Ketua Majelis Fatwa Majelis Intelektual dan Ulama Muda Indonesia (MIUMI) Ustadz Zain An Najah mengatakan tugas ulama mengingatkan penegakan syariat. Islam akan tegak apabila didukung dengan politik yang kuat. “Tugas ulama dan umat mengingatkan politisi agar tidak mengedepankan syahwat berkuasa. Melainkan kekuasaannya ditujukan untuk menjalankan syariat Islam,” katanya dalam Tabligh Akbar MIUMI ‘Arah Perjuangan Umat’ di Masjid Al Azhar, Kebayoran Baru, Jakarta Selatan, Sabtu (01/12/2018).

Meneladani  Rasulullah Saw.

Sebagaimana kita ketahui, Muhammad bin Abdillah, sejak diangkat sebagai nabi/rasul, mulai tidak disukai oleh kaumnya. Para pemuka Arab, bahkan paman beliau, seperti Abu Lahab yang dulu begitu menyayangi beliau, berbalik memusuhi beliau secara keras. Apakah hal itu semata-mata karena beliau membawa agama/keyakinan baru? Tidak.

Pada masa-masa awal dakwah Rasulullah saw. di Makkah, orang-orang Arab tidak begitu peduli. Sewaktu beliau melewati majelis mereka, mereka juga hanya berkomentar, “Inilah putra Abdul Muthalib yang menyampaikan sesuatu dari langit.” Sikap mereka ini terus berlangsung untuk beberapa waktu lamanya (An-Nabhani, 1994).

Namun demikian, sikap mereka berubah drastis saat menyadari bahwa dakwah Rasulullah saw. bukan sekadar ‘gerakan keagamaan’. Ia telah berubah menjadi sebuah gerakan politik yang diprediksi bakal mengancam bukan hanya keyakinan, tradisi dan budaya mereka, tetapi bahkan bakal menggusur kedudukan sosial dan kekuasan politik mereka yang tidak mau tunduk pada Islam. Itulah yang sangat disadari terutama oleh para pemuka Arab Qurays saat itu seperti Abu Jahal, Abu Lahab, Walid bin Mughirah dll.

Karena itu pula, gerakan politik Nabi saw. dan kelompok dakwah beliau mulai dicurigai, dimusuhi bahkan terus-menerus diperangi oleh bangsa Arab Jahiliah saat itu. Namun demikian, berbagai siksaan fisik maupun kekerasan psikis tidak menyurutkan gerakan politik Nabi saw. dan para Sahabat beliau. Bahkan atas bimbingan wahyu dan pertolongan Allah SWT, gerakan politik Nabi saw. dan kelompok dakwah beliau semakin tak terbendung.

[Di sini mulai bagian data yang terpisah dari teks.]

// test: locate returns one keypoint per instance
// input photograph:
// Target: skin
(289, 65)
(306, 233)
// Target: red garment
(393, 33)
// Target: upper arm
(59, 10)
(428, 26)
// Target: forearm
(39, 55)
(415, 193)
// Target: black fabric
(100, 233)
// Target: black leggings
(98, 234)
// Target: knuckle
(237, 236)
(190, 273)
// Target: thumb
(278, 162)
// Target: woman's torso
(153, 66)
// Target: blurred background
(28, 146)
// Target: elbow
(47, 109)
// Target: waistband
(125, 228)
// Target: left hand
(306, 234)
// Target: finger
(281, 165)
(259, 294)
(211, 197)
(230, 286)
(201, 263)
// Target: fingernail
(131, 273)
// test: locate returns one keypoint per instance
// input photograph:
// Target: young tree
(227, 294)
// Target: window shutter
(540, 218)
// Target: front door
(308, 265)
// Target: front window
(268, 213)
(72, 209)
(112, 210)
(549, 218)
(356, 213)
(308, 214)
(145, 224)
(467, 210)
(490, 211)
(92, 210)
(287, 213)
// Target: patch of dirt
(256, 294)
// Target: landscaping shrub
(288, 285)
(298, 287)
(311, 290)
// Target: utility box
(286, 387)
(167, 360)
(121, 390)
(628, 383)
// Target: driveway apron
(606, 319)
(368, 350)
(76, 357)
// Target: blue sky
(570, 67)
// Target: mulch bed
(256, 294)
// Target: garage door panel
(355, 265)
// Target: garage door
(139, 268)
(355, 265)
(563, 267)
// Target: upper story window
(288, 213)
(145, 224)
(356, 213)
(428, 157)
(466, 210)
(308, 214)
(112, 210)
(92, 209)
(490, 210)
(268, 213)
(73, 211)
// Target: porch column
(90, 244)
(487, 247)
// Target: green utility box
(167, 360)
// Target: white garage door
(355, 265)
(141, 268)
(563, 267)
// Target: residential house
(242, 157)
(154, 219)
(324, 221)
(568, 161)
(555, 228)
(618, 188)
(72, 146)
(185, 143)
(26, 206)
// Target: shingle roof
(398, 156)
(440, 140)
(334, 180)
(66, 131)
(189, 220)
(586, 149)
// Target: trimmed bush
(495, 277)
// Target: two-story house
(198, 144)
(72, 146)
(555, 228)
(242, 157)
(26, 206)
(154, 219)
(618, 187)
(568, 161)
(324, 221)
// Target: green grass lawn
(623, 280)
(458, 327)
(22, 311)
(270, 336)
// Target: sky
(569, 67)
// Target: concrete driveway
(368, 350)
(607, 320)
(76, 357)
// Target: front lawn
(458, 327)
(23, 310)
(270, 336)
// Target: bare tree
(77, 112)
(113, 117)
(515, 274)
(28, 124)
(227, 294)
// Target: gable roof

Gerakan politik inilah yang pada akhirnya berhasil mengantarkan Rasulullah saw. meraih tampuk kekuasaan saat beliau berhasil menjadi kepala negara di Madinah al-Munawwarah.

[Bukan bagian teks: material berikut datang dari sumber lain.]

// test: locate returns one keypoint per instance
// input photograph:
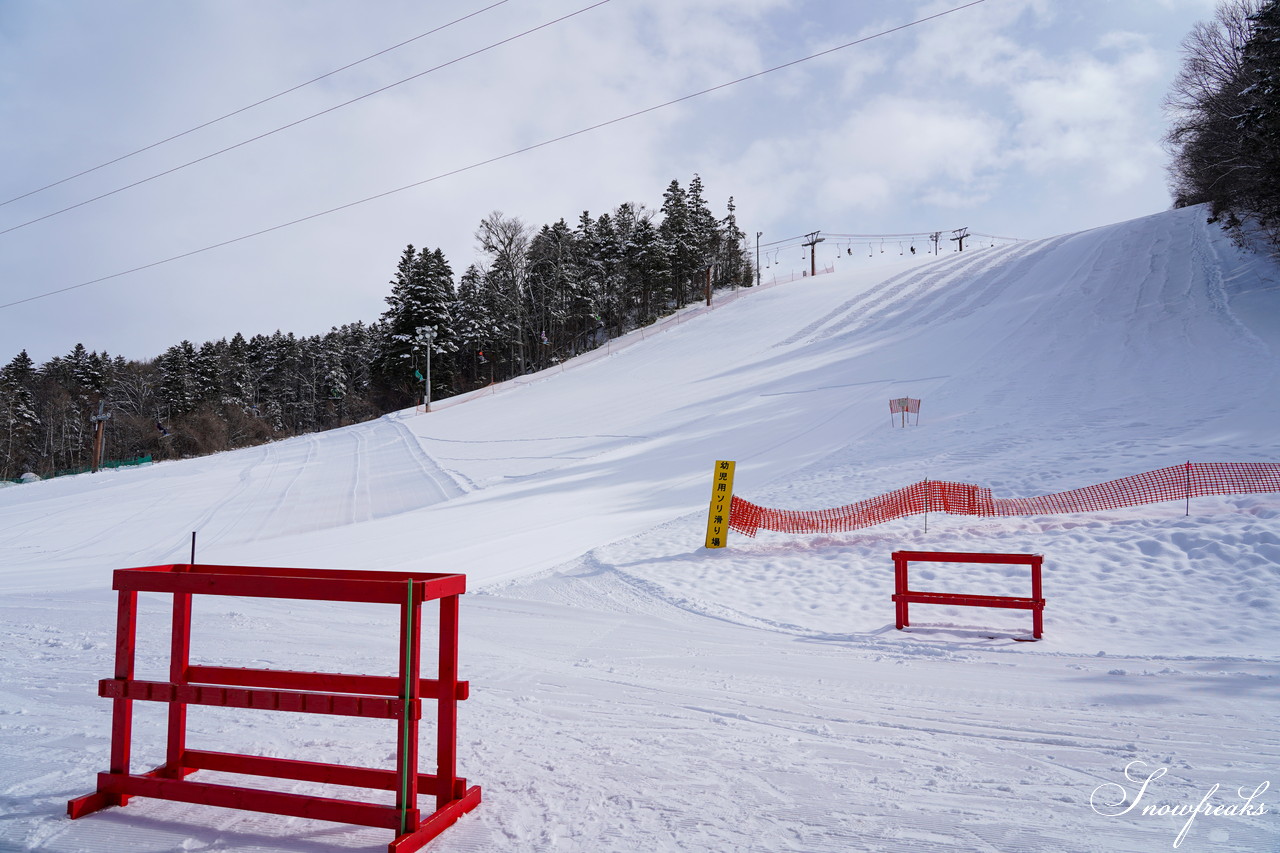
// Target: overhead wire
(497, 158)
(301, 121)
(260, 103)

Gerakan politik ini pula yang sesungguhnya mampu menyukseskan dakwah beliau, yaitu saat beliau mengobarkan jihad terhadap bangsa mana saja yang merintangi penyampaian hidayah Allah SWT kepada umat manusia.

Pada akhirnya, gerakan politik pula yang memungkinkan kekuasan Islam, yang semula hanya berkisar di Madinah, meluas ke Makkah dan seluruh jazirah Arab.

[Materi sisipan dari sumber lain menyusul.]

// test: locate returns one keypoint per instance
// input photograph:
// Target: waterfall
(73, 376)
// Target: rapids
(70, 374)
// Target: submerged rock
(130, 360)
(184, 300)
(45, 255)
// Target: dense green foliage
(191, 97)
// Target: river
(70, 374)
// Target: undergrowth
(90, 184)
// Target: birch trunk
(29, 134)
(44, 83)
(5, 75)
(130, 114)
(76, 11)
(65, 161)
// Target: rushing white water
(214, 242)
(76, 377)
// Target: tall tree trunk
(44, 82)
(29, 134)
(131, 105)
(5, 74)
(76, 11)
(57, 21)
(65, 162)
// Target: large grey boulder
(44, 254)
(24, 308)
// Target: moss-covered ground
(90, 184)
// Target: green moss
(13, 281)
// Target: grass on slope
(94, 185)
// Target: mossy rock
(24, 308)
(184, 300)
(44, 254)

Dengan dakwah dan jihad, kekuasan Islam itu kemudian terus menyebar ke seluruh kawasan Timur Tengah pada masa kepemimpinan setelah beliau (masa Khulafaur Rasyidin). Islam bahkan menembus ke jantung Afrika, Asia Tengah hingga Eropa pada masa-masa Khilafah Islam setelahnya. Tak kurang 2/3 wilayah dunia berada dalam kekuasan Khilafah Islam selama berabad-abad. Selama itu pula, bangsa-bangsa kafir tidak pernah berani melecehkan umat Islam, sebagaimana saat ini, yakni sejak keruntuhan Khilafah terakhir di Turki pada tahun 1924.

Karena itulah, saat ini berbagai gerakan politik Islam, terutama yang bertujuan membangkitkan kembali Khilafah Islam, terus ada dan makin membesar. Justru inilah yang dikhawatirkan oleh musuh-musuh Islam. Semakin membesarnya Islam sebagai gerakan politik inilah yang sangat ditakuti oleh Barat, khususnya AS, termasuk kaum sekular di negeri ini.

Berbagai upaya—mulai dari yang ‘halus’ (seperti perang pemikiran, propaganda hitam, bantuan finansial pendidikan dengan kompensasi berupa perubahan kurikulum madrasah dan pesantren agar menjadi lebih moderat) hingga yang ‘kasar’ (seperti perang melawan terorisme secara fisik maupun melawan radikalisme secara non-fisik)—terus dilakukan oleh AS dan sekutunya. Semua itu dilakukan tidak lain untuk menggembosi Islam sebagai gerakan politik.

Karena itu sangat disayangkan jika banyak tokoh Muslim yang justru malah terbawa arus propaganda Barat dan AS dengan ikut-ikutan mengecam gerakan politik Islam.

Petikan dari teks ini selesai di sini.